Anoche, la Comisión de Servicios Públicos del cuerpo pulía la redacción de un despacho por mayoría de la UCR, que recibió algunas correcciones propuestas por bloques opositores y mayor resistencia por parte de la bancada Eva Duarte (riutorismo), que anticipó su rechazo a la iniciativa oficialista.
Como aspecto saliente, el marco regulatorio mantiene la idea inicial del intendente Ramón Mestre de declarar al transporte como “servicio esencial” y fijar la obligatoriedad, para permisionarios y empleados de asegurar su prestación. En caso de paros, deben garantizar al menos un 30 por ciento de los servicios.
Al calificativo de “esencial”, el oficialismo le adicionó a último momento la frase “de alta prioridad”. Se especulaba que esa denominación podía implicar una posible vía para eludir reclamos por presunta inconstitucionalidad que el gremio de los choferes (UTA) anticipó que presentará contra la norma.
Los choferes consideran que le exigencia de prestar servicios siempre y bajo cualquier condición vulnera el derecho a huelga. Y señalan que la legislación nacional ya prevé específicamente los casos de servicios que se consideran esenciales, entre los que no se cuenta el transporte urbano.
Desde el oficialismo, el edil Adrián Casatti insitió en que el proyecto no vulnera derechos gremiales, toda vez que las guardias alcanzarían sólo a un tercio del personal y que se podría ir rotando día por día.
El despacho de la UCR también consignaba que las paradas tendrá entre sí una separación promedio de 500 metros y que la antigüedad de la flota no podrá superar los 10 años.
Si –como se descuenta– el marco regulatorio se aprueba mañana, empezará a correr el plazo fatal de 90 días para que el Ejecutivo envíe al Concejo los pliegos para licitar todo el transporte urbano.
Los trazos gruesos
Con guardias.
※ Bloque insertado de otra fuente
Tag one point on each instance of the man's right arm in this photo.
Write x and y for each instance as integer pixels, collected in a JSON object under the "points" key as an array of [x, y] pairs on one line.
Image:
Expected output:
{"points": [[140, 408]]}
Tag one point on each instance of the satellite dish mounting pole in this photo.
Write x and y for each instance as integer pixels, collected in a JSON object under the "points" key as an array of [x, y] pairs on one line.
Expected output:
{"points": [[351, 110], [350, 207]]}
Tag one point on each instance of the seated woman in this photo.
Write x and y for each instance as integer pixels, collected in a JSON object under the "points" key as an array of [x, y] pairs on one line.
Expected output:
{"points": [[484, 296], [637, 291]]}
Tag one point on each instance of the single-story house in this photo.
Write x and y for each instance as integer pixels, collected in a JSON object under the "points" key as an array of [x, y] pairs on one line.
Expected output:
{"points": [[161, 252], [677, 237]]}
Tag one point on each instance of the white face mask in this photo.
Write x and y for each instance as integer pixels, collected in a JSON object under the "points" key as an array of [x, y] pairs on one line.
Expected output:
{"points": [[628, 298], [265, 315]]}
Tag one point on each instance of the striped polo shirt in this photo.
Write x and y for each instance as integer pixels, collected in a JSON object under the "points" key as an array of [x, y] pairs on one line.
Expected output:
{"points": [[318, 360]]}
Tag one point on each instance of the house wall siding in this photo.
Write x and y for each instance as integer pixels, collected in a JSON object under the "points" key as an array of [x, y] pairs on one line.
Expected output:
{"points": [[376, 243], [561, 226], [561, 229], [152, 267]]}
Se fija que el transporte es servicio “esencial y de alta prioridad y su prestación debe ser continua y obligatoria bajo responsabilidad conjunta o individual de concesionarios y empleados”. Las líneas troncales “no pueden ser alcanzadas por medidas de fuerza, ni reducir su frecuencia por debajo del 30%”.
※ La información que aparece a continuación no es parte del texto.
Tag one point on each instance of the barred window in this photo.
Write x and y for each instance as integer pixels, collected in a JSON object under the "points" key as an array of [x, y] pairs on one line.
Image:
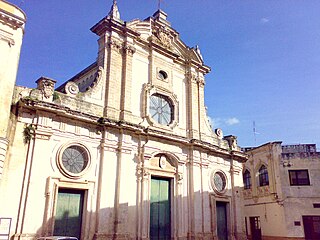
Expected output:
{"points": [[299, 177], [247, 179], [263, 176]]}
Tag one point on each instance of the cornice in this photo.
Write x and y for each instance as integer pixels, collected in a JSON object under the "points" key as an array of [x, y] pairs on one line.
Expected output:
{"points": [[135, 128], [109, 24]]}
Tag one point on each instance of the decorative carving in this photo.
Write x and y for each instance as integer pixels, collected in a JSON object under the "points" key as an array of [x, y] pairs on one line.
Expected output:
{"points": [[142, 172], [46, 86], [97, 79], [130, 50], [219, 133], [163, 37], [115, 45], [201, 81], [71, 88], [191, 77]]}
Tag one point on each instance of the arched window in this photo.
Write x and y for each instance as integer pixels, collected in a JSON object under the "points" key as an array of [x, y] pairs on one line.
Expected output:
{"points": [[263, 176], [247, 180]]}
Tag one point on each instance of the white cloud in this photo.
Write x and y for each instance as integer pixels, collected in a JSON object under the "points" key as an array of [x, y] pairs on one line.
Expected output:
{"points": [[232, 121]]}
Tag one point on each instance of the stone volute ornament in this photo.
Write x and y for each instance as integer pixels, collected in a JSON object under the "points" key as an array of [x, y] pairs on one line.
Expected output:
{"points": [[96, 80], [163, 37], [72, 88], [46, 87]]}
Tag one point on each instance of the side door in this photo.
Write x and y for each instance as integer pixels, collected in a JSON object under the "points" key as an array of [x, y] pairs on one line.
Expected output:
{"points": [[160, 209], [255, 228], [68, 218]]}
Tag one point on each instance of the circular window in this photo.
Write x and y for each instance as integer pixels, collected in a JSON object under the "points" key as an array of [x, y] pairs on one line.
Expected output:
{"points": [[161, 109], [219, 182], [74, 160]]}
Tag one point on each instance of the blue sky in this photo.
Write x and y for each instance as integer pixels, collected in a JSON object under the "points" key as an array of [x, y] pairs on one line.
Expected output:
{"points": [[264, 56]]}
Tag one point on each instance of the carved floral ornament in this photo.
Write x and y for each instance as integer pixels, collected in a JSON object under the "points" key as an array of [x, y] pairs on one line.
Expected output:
{"points": [[163, 37], [120, 47], [97, 79], [46, 86], [71, 88], [192, 77]]}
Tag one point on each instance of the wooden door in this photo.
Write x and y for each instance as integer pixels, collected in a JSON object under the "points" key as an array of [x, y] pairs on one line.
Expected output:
{"points": [[222, 221], [311, 226], [68, 216], [160, 209], [255, 228]]}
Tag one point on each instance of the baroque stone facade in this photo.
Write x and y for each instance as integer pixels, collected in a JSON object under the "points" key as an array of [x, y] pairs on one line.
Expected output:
{"points": [[12, 21], [124, 149], [281, 193]]}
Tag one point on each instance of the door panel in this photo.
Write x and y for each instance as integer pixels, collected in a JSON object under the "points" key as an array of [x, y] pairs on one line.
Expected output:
{"points": [[222, 224], [68, 213], [160, 212], [311, 226]]}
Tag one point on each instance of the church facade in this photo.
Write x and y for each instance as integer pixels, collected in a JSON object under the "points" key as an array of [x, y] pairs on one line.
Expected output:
{"points": [[124, 149]]}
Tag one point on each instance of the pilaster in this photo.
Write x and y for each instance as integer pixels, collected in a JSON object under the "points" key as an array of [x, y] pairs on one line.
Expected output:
{"points": [[192, 105], [114, 78], [3, 152], [126, 86]]}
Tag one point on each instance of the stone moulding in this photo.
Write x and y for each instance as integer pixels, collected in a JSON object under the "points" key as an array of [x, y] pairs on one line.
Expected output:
{"points": [[138, 129]]}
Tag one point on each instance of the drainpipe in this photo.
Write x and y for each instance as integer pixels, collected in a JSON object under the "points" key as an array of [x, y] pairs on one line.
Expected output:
{"points": [[117, 190], [234, 225], [100, 177], [25, 188]]}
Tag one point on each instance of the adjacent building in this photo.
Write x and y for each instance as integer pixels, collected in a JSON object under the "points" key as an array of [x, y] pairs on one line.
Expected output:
{"points": [[124, 149], [281, 191], [12, 21]]}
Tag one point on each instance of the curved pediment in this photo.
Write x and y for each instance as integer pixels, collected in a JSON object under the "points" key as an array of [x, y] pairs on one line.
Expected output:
{"points": [[157, 32]]}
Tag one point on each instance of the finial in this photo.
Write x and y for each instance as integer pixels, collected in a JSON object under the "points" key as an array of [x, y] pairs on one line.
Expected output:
{"points": [[114, 11]]}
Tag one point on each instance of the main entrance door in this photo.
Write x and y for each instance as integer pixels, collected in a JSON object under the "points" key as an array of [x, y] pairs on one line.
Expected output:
{"points": [[68, 213], [160, 209], [222, 223], [311, 226]]}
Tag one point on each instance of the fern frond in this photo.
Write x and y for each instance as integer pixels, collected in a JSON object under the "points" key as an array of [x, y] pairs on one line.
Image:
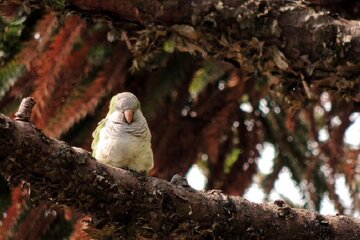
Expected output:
{"points": [[49, 66], [84, 100], [9, 73]]}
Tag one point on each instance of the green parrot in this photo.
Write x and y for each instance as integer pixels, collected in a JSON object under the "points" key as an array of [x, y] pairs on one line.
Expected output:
{"points": [[123, 139]]}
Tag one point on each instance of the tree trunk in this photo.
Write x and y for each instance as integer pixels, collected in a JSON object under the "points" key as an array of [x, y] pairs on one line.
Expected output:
{"points": [[126, 204]]}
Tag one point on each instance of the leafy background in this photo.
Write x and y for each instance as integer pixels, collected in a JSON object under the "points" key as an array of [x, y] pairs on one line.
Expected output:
{"points": [[201, 112]]}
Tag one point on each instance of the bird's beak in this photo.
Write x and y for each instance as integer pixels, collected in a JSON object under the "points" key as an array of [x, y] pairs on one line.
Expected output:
{"points": [[129, 114]]}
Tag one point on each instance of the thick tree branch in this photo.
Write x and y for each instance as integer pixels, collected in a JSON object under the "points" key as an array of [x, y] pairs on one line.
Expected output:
{"points": [[128, 205]]}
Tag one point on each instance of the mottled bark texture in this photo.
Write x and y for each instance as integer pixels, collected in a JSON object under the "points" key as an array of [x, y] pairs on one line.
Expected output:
{"points": [[300, 50], [129, 205]]}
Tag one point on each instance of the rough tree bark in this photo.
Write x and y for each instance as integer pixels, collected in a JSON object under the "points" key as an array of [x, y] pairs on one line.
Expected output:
{"points": [[306, 47], [129, 205]]}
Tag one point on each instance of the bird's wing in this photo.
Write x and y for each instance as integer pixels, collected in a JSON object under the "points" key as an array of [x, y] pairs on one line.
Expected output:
{"points": [[96, 135]]}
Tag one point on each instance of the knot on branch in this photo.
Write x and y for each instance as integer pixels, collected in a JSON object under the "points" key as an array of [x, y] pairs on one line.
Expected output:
{"points": [[25, 108]]}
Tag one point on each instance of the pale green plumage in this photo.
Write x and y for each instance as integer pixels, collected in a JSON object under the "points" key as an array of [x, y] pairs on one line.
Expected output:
{"points": [[120, 143], [101, 124]]}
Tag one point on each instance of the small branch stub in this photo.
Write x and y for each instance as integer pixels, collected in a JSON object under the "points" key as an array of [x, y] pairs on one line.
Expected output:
{"points": [[24, 112]]}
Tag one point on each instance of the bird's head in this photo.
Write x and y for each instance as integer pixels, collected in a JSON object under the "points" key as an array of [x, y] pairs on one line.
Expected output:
{"points": [[127, 107]]}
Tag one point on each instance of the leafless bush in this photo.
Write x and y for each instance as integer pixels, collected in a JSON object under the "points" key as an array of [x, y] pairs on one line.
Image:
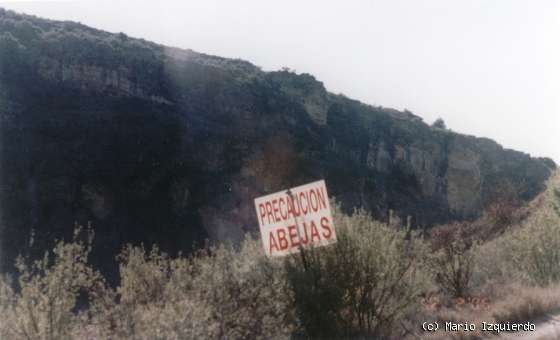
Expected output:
{"points": [[43, 307], [453, 260], [218, 293], [359, 286]]}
Discapacidad. Las concesionarias deberán asegurar que inicialmente un 70 por ciento de su flota esté adaptada para personas con discapacidad o movilidad reducida. Ese porcentaje se incrementará en un 15 por ciento en cada año subsiguiente hasta completar que la totalidad de los coches cubra esa exigencia.
Coches. Las unidades tendrán una antigüedad máxima de 10 años y luego serán retiradas del servicio. En su reemplazo, se incorporarán unidades cero kilómetro o usadas. En el caso de estas últimas, no podrán tener más de dos años de antigüedad. Se calcula que el sistema tendrá unos 1.200 coches.
Paradas. Los recorridos serán establecidos en los pliegos de la licitación y el contrato de concesión “procurando que los usuarios no deban caminar, en promedio, distancias superiores a 500 metros”. Habrá prioridad para hospitales y centros educativos, de la tercera edad, deportivos y recreativos.